K-means

k-means is a unsupervised Machine Learning to perform cluster analysis. More discussion about Machine Learning can be found here. Cluster analysis is meant to divide a group of data points into clusters according to their similarity pattern. k-means locates a number of k centroids among the data points to which each data point is clustered to the nearest centroid. The location of the k or centroid represents the center of their clusters. The distance of centroid to each data point in the cluster is computed to be as small as possible. The number of k is the number of centroids or clusters that the data points will be distinguished into.

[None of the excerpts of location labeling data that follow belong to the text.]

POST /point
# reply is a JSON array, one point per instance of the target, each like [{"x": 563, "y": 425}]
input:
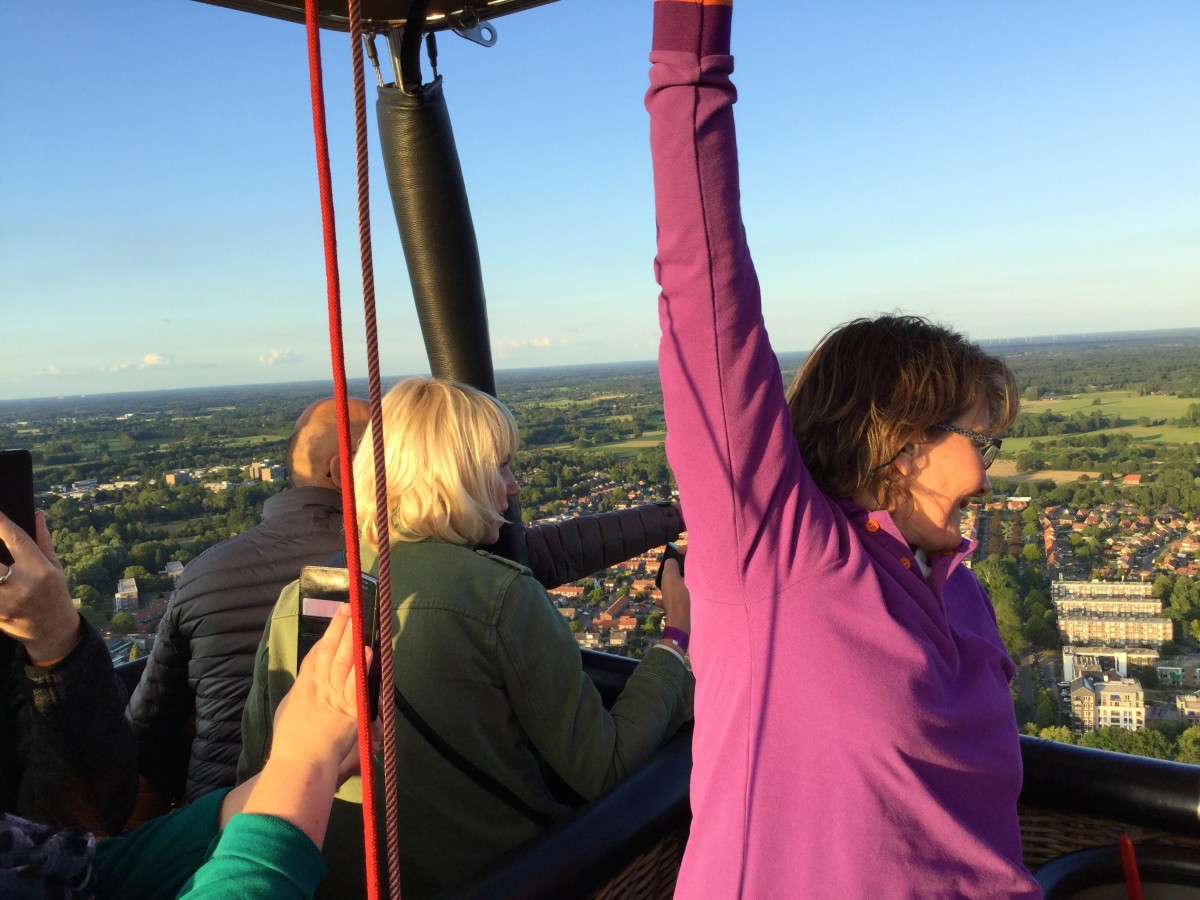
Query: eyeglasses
[{"x": 988, "y": 445}]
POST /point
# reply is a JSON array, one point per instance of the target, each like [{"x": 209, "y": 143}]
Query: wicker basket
[
  {"x": 1048, "y": 834},
  {"x": 652, "y": 875}
]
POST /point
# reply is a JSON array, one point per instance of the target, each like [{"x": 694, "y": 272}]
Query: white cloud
[
  {"x": 503, "y": 349},
  {"x": 280, "y": 355}
]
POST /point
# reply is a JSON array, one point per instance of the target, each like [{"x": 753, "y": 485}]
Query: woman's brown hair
[{"x": 871, "y": 383}]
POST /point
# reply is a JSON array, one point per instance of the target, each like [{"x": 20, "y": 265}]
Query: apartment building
[{"x": 1108, "y": 701}]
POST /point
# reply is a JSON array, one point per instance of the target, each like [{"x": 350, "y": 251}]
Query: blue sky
[{"x": 1018, "y": 168}]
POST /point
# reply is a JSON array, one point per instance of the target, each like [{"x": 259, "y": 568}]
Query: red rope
[
  {"x": 387, "y": 673},
  {"x": 346, "y": 451}
]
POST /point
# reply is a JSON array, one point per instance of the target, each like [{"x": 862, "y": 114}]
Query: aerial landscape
[
  {"x": 1099, "y": 480},
  {"x": 177, "y": 285}
]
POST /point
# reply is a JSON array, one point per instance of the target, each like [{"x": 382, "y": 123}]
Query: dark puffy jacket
[
  {"x": 66, "y": 755},
  {"x": 203, "y": 660}
]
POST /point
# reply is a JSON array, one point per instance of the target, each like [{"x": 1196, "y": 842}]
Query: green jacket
[{"x": 490, "y": 664}]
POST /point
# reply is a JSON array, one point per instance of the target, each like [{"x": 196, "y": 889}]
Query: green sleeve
[
  {"x": 559, "y": 708},
  {"x": 259, "y": 857},
  {"x": 155, "y": 859}
]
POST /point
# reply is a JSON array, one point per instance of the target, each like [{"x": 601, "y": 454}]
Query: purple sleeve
[{"x": 730, "y": 442}]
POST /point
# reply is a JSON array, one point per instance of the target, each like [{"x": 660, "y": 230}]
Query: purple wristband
[{"x": 677, "y": 635}]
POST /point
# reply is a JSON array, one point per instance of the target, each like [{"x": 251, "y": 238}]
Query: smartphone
[
  {"x": 670, "y": 552},
  {"x": 323, "y": 589},
  {"x": 17, "y": 493}
]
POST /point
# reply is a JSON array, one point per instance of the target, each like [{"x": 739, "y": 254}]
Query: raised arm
[
  {"x": 562, "y": 552},
  {"x": 729, "y": 436}
]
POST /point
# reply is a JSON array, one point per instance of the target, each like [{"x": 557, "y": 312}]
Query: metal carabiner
[{"x": 468, "y": 24}]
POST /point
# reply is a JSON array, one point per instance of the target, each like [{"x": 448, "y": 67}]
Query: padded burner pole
[{"x": 436, "y": 229}]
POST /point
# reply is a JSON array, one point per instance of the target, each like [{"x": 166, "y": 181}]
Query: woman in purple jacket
[{"x": 825, "y": 535}]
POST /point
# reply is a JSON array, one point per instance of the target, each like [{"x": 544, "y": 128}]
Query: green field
[{"x": 1126, "y": 405}]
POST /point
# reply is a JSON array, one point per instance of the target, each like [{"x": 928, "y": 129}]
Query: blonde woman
[{"x": 509, "y": 733}]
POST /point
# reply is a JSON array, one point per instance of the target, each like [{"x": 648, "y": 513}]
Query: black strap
[{"x": 468, "y": 768}]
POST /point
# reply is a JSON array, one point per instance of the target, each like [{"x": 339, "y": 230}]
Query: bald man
[{"x": 203, "y": 660}]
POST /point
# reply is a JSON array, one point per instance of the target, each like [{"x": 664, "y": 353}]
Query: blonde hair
[
  {"x": 444, "y": 447},
  {"x": 870, "y": 383}
]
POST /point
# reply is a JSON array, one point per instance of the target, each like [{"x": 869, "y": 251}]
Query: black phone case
[
  {"x": 671, "y": 552},
  {"x": 17, "y": 495}
]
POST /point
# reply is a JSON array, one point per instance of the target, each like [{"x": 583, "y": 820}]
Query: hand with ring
[{"x": 35, "y": 604}]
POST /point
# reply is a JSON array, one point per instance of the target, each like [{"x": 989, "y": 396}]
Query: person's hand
[
  {"x": 676, "y": 599},
  {"x": 317, "y": 721},
  {"x": 35, "y": 604}
]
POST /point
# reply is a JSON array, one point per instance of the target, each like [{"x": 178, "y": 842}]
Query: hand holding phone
[
  {"x": 670, "y": 552},
  {"x": 35, "y": 604},
  {"x": 323, "y": 592}
]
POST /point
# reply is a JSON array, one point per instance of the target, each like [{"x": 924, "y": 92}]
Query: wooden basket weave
[
  {"x": 652, "y": 875},
  {"x": 1048, "y": 834}
]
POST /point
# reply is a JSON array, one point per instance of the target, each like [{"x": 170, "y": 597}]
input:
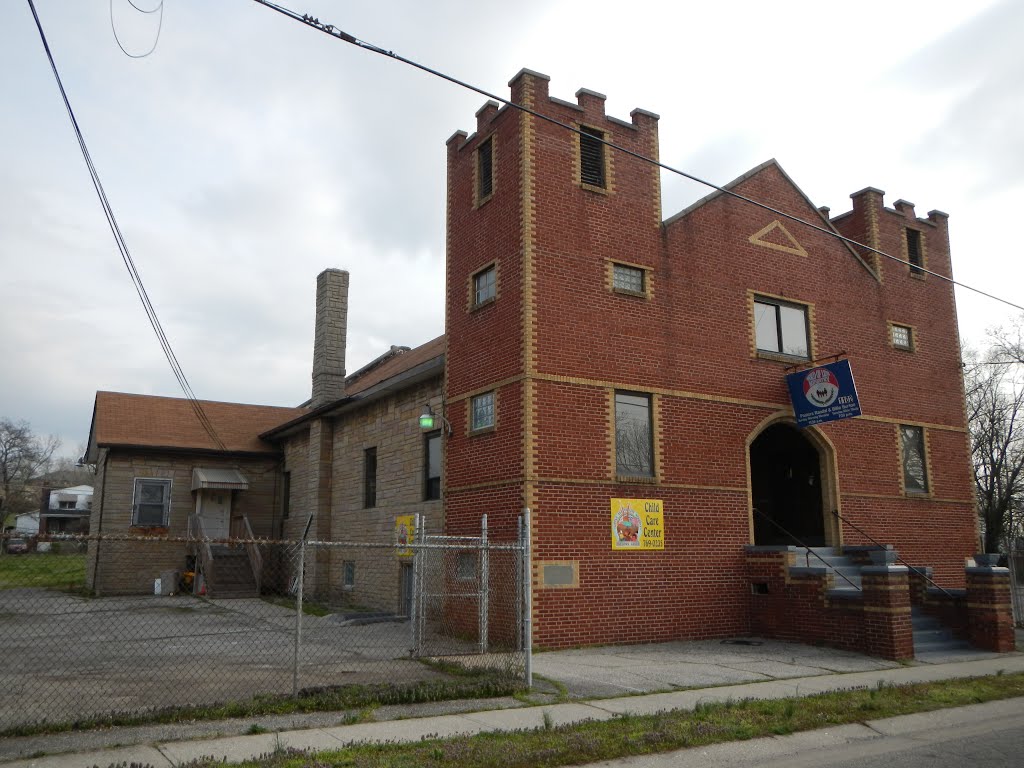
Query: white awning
[{"x": 224, "y": 479}]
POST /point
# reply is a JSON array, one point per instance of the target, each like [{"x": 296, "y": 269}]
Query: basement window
[{"x": 592, "y": 157}]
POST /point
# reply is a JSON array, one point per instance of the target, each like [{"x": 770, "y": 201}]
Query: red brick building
[{"x": 598, "y": 351}]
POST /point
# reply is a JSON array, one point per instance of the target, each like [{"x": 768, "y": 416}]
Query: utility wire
[
  {"x": 160, "y": 27},
  {"x": 344, "y": 36},
  {"x": 136, "y": 279}
]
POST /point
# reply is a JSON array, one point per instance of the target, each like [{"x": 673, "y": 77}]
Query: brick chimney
[{"x": 329, "y": 337}]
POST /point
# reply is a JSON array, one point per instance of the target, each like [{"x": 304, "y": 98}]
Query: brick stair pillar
[
  {"x": 990, "y": 619},
  {"x": 888, "y": 629}
]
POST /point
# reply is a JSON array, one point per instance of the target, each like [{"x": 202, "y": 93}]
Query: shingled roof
[{"x": 126, "y": 420}]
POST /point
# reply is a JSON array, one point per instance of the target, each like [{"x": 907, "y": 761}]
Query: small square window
[
  {"x": 902, "y": 337},
  {"x": 628, "y": 279},
  {"x": 484, "y": 170},
  {"x": 913, "y": 459},
  {"x": 634, "y": 448},
  {"x": 482, "y": 412},
  {"x": 591, "y": 157},
  {"x": 484, "y": 283},
  {"x": 349, "y": 574},
  {"x": 465, "y": 567},
  {"x": 781, "y": 328},
  {"x": 152, "y": 502}
]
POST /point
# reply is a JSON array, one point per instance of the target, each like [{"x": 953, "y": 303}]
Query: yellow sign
[
  {"x": 404, "y": 531},
  {"x": 637, "y": 523}
]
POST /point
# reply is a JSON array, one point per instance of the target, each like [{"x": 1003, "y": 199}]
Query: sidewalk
[{"x": 166, "y": 754}]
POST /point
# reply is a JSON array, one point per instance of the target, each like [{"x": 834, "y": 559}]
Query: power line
[
  {"x": 345, "y": 37},
  {"x": 160, "y": 27},
  {"x": 136, "y": 279}
]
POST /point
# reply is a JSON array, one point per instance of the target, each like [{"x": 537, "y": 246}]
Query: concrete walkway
[{"x": 626, "y": 664}]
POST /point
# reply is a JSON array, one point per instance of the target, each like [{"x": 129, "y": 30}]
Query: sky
[{"x": 249, "y": 152}]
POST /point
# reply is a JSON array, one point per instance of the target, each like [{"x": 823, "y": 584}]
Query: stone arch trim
[{"x": 828, "y": 463}]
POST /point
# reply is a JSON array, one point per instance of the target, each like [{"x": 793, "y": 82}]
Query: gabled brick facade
[{"x": 558, "y": 341}]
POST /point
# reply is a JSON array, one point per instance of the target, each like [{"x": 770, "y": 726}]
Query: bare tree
[
  {"x": 24, "y": 456},
  {"x": 995, "y": 420}
]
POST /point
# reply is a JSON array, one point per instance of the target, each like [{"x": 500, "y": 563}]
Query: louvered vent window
[
  {"x": 913, "y": 252},
  {"x": 591, "y": 157},
  {"x": 484, "y": 176}
]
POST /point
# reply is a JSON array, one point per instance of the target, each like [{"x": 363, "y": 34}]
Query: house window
[
  {"x": 913, "y": 253},
  {"x": 286, "y": 495},
  {"x": 591, "y": 157},
  {"x": 151, "y": 503},
  {"x": 432, "y": 466},
  {"x": 484, "y": 286},
  {"x": 634, "y": 448},
  {"x": 481, "y": 412},
  {"x": 902, "y": 337},
  {"x": 484, "y": 170},
  {"x": 348, "y": 578},
  {"x": 370, "y": 477},
  {"x": 913, "y": 459},
  {"x": 781, "y": 328},
  {"x": 628, "y": 279},
  {"x": 465, "y": 566}
]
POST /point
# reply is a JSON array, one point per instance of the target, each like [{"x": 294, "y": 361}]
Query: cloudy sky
[{"x": 249, "y": 152}]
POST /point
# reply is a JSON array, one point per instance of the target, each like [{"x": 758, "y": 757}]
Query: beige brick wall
[
  {"x": 129, "y": 567},
  {"x": 392, "y": 427}
]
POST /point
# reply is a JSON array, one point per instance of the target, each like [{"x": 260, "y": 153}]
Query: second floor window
[
  {"x": 781, "y": 328},
  {"x": 370, "y": 478}
]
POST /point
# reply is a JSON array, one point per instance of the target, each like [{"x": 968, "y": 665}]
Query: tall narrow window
[
  {"x": 481, "y": 412},
  {"x": 781, "y": 328},
  {"x": 913, "y": 254},
  {"x": 913, "y": 459},
  {"x": 432, "y": 466},
  {"x": 370, "y": 478},
  {"x": 484, "y": 170},
  {"x": 591, "y": 157},
  {"x": 634, "y": 449},
  {"x": 152, "y": 502},
  {"x": 484, "y": 286}
]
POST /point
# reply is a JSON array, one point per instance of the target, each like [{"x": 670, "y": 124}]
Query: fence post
[
  {"x": 527, "y": 620},
  {"x": 414, "y": 598},
  {"x": 484, "y": 593},
  {"x": 298, "y": 608}
]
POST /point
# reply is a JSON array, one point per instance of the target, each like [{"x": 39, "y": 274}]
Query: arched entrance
[{"x": 786, "y": 488}]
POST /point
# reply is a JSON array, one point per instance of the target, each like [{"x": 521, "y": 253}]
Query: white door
[{"x": 215, "y": 511}]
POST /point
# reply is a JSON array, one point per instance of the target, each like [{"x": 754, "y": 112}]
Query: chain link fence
[{"x": 98, "y": 626}]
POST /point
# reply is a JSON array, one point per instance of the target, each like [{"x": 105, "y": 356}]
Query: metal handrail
[
  {"x": 879, "y": 544},
  {"x": 202, "y": 543},
  {"x": 255, "y": 558},
  {"x": 810, "y": 552}
]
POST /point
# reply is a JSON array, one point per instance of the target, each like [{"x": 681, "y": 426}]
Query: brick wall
[{"x": 558, "y": 341}]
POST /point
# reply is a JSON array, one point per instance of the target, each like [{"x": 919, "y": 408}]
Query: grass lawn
[
  {"x": 44, "y": 570},
  {"x": 632, "y": 735}
]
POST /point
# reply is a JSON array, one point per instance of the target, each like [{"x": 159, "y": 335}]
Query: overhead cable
[
  {"x": 136, "y": 279},
  {"x": 344, "y": 36}
]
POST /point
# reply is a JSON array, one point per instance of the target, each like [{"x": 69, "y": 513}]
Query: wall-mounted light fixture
[{"x": 428, "y": 419}]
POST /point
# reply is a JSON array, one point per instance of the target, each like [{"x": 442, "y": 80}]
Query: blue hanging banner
[{"x": 823, "y": 393}]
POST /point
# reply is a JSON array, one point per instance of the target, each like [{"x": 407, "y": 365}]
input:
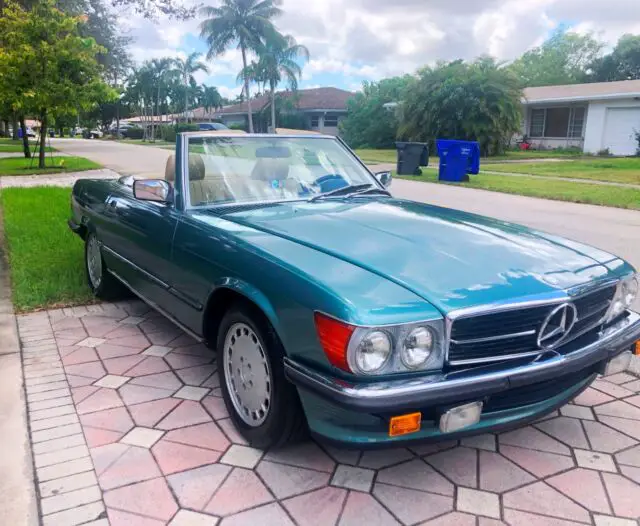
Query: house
[
  {"x": 321, "y": 109},
  {"x": 593, "y": 117}
]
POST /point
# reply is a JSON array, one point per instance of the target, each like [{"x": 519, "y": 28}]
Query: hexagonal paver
[{"x": 165, "y": 450}]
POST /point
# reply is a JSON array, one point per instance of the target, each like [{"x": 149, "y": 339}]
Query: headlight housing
[
  {"x": 625, "y": 295},
  {"x": 382, "y": 350}
]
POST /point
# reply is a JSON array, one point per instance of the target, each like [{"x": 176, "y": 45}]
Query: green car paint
[{"x": 369, "y": 261}]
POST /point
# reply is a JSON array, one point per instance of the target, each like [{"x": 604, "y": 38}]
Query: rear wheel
[
  {"x": 102, "y": 283},
  {"x": 263, "y": 405}
]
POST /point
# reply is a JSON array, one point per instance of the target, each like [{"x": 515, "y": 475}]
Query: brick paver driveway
[{"x": 128, "y": 428}]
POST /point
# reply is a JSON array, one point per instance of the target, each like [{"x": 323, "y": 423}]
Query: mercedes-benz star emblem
[{"x": 557, "y": 325}]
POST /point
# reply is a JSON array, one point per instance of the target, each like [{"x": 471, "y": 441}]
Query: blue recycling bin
[{"x": 457, "y": 159}]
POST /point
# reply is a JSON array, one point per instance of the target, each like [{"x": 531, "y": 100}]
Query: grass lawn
[
  {"x": 619, "y": 170},
  {"x": 22, "y": 166},
  {"x": 45, "y": 257},
  {"x": 551, "y": 189}
]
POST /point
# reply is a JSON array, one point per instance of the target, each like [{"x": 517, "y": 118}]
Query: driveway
[{"x": 129, "y": 429}]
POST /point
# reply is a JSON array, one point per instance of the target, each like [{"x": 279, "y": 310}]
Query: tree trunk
[
  {"x": 246, "y": 87},
  {"x": 25, "y": 139},
  {"x": 186, "y": 100},
  {"x": 273, "y": 107},
  {"x": 43, "y": 139}
]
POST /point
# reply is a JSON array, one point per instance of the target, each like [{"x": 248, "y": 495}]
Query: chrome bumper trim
[{"x": 438, "y": 389}]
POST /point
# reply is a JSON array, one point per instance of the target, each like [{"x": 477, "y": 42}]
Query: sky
[{"x": 351, "y": 41}]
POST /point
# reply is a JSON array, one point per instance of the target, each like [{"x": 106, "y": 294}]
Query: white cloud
[{"x": 369, "y": 39}]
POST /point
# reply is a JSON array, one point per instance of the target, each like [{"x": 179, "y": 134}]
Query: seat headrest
[
  {"x": 196, "y": 168},
  {"x": 170, "y": 169}
]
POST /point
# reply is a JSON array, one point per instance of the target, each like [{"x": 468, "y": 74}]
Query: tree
[
  {"x": 623, "y": 63},
  {"x": 246, "y": 24},
  {"x": 564, "y": 58},
  {"x": 457, "y": 100},
  {"x": 369, "y": 124},
  {"x": 59, "y": 71},
  {"x": 211, "y": 98},
  {"x": 277, "y": 61},
  {"x": 186, "y": 68}
]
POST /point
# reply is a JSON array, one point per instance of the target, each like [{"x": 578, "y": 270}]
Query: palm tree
[
  {"x": 244, "y": 23},
  {"x": 278, "y": 61},
  {"x": 211, "y": 98},
  {"x": 186, "y": 68},
  {"x": 161, "y": 69}
]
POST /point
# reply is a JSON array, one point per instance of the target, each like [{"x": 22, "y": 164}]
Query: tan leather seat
[{"x": 202, "y": 188}]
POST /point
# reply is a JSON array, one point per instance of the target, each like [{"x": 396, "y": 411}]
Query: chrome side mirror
[
  {"x": 157, "y": 190},
  {"x": 384, "y": 178}
]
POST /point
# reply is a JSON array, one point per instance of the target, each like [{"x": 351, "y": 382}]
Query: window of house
[
  {"x": 556, "y": 123},
  {"x": 536, "y": 127},
  {"x": 576, "y": 122},
  {"x": 331, "y": 121}
]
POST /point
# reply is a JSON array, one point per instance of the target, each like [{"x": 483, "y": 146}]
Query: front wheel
[
  {"x": 103, "y": 284},
  {"x": 263, "y": 405}
]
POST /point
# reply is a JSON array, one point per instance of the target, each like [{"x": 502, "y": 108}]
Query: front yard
[
  {"x": 61, "y": 164},
  {"x": 11, "y": 146},
  {"x": 605, "y": 195},
  {"x": 618, "y": 170},
  {"x": 45, "y": 257}
]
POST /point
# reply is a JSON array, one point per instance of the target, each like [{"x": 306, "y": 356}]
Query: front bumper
[{"x": 439, "y": 390}]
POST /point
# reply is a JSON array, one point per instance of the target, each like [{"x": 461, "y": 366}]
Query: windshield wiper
[
  {"x": 342, "y": 191},
  {"x": 369, "y": 191}
]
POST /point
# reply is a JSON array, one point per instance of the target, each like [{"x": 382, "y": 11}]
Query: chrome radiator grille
[{"x": 513, "y": 333}]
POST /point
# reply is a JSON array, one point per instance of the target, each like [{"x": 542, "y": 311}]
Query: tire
[
  {"x": 283, "y": 422},
  {"x": 102, "y": 283}
]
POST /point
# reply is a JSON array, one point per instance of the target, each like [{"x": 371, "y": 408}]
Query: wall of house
[{"x": 594, "y": 139}]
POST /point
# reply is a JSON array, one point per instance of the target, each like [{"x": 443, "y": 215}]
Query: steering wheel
[{"x": 330, "y": 182}]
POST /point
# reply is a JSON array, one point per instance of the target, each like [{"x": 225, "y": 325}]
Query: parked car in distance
[
  {"x": 337, "y": 308},
  {"x": 212, "y": 126}
]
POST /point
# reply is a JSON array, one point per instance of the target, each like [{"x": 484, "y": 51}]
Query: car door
[{"x": 140, "y": 239}]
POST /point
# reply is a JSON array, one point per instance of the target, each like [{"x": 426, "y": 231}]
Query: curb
[{"x": 18, "y": 505}]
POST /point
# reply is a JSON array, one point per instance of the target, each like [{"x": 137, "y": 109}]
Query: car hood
[{"x": 450, "y": 258}]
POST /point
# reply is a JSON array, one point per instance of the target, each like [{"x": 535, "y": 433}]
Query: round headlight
[
  {"x": 373, "y": 352},
  {"x": 417, "y": 347},
  {"x": 629, "y": 291}
]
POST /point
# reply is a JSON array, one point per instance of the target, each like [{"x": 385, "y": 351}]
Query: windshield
[{"x": 245, "y": 169}]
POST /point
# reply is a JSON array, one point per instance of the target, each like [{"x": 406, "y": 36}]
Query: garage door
[{"x": 619, "y": 130}]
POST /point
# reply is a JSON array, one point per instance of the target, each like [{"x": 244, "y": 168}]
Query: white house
[{"x": 592, "y": 116}]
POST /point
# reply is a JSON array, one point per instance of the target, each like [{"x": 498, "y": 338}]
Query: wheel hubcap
[
  {"x": 94, "y": 262},
  {"x": 247, "y": 374}
]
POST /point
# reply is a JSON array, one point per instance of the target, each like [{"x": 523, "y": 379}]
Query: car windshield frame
[{"x": 369, "y": 176}]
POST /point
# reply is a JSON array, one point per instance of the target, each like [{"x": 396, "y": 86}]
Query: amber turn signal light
[{"x": 404, "y": 424}]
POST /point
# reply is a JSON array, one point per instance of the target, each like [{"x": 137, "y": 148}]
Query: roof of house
[
  {"x": 307, "y": 99},
  {"x": 593, "y": 91}
]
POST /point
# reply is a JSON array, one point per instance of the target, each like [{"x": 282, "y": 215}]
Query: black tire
[
  {"x": 285, "y": 422},
  {"x": 109, "y": 288}
]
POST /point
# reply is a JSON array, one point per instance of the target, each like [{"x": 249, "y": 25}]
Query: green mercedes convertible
[{"x": 338, "y": 309}]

For illustration, we will try cluster the data points below into 3 clusters. K-means initializes with (1) randomly put 3 temporary centroids in the plot, let say they are A, B, and C. (2) Then, each of the data point will have distance to each of the three centroids. Each data point is then grouped temporarily according to the nearest centroid. For example, point 1 will be put into cluster A because its closest distance to centroid A compared with centroid B and C. How about point 2? To which cluster will it be assigned to? After that, each data point of the same cluster will relocate the temporary centroid to a new location. The new centroid location is is expected to be at the center of cluster. (3) The new centroid location is computed based on the total distance of the centroid to the every data point in the same cluster divided by the total number of the data points in the same cluster. Next, step number (2 ) and (3) will be iterated until the centroid location does not change anymore.

Notice that a few points change to another cluster in the second clustering iteration.

Now that the centroid locations are stable and the data points are confirmed to group to the respective clusters, the clustering is process done.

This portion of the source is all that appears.